Regional dialects are funnier thing in America, even than they are in England. The are less stratified, more blended and, because of more mobility, regionally blurred.
This became even more acutely apparent to me as my niece notice, with some amusement, wondered where I had come from since I didn't sound or speak like the rest of the family. She said I sounded like no one else, with low voice that is a mix of Southwestern, Southern and Northeastern accents. m/r
Southerners and Gs - Charles C. W. Cooke - National Review Online
Surprisin’ twists in the history of English pronunciation.
AUGUST 25, 2012 bt Charles C. W. Cooke
Americans are not infatuated with class in the manner that the British are, but accents remain consequential nonetheless. How else to explain the Amazing Disappearing G, a trick of pronunciation that, whereabouts permitting, politicians on the campaign trail and beyond are keen to perform? Vice President Joe Biden, during his ignoble allegation that the Republican party has a secret plan to put black Americans “back in chains,” avoided the participial G as if he were fatally allergic.
Were we in the Southern states, Biden’s trick would instead be called the Amazin’ Disappearin’ G, and this has not been lost on any of this year’s presidential contenders. While Mitt Romney has much less of a tendency toward dropping his Gs than does Barack Obama, the Republican candidate is not wholly innocent: Touring the South during the primaries, Romney wished supporters a “fine Alabama good mornin’” and took to asking, rhetorically, “Ain’t that somethin’?” This while pretending to like grits, no less.

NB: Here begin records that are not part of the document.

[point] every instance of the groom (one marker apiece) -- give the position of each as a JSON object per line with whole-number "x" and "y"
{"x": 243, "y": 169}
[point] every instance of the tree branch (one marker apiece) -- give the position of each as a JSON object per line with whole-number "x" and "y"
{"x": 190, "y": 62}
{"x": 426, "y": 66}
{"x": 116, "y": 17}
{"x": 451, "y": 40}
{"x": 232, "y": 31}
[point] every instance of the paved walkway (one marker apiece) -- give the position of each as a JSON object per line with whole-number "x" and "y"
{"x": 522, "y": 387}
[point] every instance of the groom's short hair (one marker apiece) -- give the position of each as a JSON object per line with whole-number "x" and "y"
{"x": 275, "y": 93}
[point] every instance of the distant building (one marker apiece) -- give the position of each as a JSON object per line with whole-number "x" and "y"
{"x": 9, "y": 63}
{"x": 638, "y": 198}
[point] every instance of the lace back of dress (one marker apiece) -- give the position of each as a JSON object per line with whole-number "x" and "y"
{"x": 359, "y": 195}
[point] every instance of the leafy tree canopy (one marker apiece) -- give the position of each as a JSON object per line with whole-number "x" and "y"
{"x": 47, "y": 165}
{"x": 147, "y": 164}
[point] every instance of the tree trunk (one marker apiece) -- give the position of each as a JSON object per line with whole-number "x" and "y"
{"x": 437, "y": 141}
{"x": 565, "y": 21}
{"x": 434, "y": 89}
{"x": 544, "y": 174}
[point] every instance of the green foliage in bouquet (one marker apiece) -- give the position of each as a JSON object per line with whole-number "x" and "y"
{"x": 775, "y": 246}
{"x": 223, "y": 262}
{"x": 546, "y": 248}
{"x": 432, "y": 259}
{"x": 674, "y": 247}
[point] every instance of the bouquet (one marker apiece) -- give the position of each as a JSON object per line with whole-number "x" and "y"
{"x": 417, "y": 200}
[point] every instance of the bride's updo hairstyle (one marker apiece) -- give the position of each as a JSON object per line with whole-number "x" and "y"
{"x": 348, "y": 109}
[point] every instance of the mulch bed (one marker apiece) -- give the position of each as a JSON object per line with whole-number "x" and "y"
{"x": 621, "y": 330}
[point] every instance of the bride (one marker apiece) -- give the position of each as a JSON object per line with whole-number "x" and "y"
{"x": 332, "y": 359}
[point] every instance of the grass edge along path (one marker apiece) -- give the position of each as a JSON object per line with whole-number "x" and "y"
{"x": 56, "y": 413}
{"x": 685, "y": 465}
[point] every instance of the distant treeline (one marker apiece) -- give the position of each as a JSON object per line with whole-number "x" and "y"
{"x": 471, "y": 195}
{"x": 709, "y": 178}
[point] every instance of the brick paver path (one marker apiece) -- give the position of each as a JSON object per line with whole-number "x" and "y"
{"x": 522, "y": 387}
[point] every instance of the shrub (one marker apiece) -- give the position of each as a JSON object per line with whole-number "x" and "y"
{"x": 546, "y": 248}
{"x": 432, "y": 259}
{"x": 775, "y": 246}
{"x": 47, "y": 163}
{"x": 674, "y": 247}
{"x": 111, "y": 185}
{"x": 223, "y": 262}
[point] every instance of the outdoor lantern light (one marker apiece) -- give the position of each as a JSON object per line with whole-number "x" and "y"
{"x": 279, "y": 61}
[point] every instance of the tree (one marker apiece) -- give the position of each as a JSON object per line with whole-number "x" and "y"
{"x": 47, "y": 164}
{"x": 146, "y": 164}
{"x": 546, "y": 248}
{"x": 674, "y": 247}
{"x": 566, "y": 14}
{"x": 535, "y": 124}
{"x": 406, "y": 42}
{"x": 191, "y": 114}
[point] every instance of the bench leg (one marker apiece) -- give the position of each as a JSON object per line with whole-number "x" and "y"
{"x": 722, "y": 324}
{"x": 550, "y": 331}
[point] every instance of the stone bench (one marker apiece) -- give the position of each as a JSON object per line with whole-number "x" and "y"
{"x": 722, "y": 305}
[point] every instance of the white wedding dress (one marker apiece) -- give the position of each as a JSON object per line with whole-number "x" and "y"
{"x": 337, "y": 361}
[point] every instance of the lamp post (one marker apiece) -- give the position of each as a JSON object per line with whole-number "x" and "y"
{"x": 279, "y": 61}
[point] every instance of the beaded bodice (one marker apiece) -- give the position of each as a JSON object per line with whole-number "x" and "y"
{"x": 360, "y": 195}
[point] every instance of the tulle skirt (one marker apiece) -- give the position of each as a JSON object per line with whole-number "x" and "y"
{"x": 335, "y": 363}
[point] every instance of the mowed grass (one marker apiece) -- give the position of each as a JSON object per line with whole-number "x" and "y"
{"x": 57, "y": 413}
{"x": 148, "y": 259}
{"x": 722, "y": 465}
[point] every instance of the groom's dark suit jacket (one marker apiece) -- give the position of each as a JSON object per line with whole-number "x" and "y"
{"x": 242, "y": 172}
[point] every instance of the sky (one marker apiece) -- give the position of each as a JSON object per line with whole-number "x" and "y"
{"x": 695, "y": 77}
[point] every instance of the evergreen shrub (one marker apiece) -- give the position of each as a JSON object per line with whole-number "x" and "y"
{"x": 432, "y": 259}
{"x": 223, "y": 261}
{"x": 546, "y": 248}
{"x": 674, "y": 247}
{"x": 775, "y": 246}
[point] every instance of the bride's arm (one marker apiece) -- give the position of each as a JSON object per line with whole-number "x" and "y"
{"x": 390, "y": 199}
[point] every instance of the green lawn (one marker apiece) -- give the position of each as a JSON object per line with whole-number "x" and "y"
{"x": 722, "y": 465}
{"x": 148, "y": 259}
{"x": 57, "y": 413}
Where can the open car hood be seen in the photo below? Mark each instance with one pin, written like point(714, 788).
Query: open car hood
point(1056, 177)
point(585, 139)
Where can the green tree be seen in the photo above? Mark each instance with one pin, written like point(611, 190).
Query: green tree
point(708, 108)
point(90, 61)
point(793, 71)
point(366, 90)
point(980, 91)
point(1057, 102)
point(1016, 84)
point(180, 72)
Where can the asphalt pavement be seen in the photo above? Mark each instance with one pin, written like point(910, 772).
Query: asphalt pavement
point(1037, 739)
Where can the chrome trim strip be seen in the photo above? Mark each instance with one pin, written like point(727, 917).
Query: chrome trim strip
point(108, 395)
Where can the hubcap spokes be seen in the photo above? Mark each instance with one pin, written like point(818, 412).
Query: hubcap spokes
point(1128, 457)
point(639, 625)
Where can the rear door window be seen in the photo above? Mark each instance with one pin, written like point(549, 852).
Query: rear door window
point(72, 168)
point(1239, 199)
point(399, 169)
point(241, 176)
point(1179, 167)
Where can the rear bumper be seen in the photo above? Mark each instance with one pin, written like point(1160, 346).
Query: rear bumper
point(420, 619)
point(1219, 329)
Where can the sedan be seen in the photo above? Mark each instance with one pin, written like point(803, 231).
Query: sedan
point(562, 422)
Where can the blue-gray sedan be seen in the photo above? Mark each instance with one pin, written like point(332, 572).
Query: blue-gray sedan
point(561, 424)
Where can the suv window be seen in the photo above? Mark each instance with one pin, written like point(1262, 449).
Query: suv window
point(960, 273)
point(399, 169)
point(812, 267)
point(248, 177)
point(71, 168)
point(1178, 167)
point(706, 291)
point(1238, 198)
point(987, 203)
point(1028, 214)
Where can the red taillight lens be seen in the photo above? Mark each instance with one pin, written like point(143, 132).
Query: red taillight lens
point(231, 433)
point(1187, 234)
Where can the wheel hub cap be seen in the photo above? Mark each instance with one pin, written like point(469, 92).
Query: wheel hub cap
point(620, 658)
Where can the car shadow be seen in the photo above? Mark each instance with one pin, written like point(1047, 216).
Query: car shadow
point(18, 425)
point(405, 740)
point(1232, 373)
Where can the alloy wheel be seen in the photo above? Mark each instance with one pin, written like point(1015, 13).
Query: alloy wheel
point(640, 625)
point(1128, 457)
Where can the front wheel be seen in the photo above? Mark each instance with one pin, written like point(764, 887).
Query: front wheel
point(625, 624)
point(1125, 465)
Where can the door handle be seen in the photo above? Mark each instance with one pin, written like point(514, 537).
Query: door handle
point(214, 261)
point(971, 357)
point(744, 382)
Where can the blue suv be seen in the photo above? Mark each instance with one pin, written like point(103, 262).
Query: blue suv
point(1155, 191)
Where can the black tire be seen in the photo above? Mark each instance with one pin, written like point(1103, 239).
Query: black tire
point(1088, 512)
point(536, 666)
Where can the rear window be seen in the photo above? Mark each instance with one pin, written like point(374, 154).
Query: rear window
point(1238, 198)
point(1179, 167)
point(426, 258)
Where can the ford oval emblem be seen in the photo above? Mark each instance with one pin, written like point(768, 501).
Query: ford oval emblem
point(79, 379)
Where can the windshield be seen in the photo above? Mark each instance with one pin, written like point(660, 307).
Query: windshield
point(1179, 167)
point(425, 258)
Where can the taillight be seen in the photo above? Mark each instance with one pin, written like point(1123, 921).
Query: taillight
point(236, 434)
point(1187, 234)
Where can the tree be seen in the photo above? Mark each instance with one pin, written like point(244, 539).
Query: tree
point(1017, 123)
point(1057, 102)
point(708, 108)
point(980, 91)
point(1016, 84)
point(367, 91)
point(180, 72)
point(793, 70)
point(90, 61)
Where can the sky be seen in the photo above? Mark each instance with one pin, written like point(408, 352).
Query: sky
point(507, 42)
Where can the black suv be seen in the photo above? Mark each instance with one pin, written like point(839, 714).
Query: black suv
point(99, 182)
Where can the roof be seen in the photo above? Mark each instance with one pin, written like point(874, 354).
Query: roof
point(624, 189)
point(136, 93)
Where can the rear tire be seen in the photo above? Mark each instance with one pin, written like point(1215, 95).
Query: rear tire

Imitation being the sincerest form of flattery, why politicians do this is self-evident. But more interesting is why Southerners do it in the first place. The answer is surprising: Actually, Southerners are truer to “original” English voicing than are their G-happy Northern counterparts. Chalk one up there for Biden. Historically, writes Barbara Strang in A History of English, “the more ‘correct’ pronunciation [i.e., the pronunciation of Gs], as it was considered, was in reality an innovation, based upon the spelling.” That is to say that Southerners who are speakin’ instead of speaking are “correct” — insofar as anybody can be right or wrong linguistically — and, by contrast, educated types who disparage the loss of the G are “incorrect” to do so, their admonishments serving only as invitations further to change the very language that they are attempting to preserve.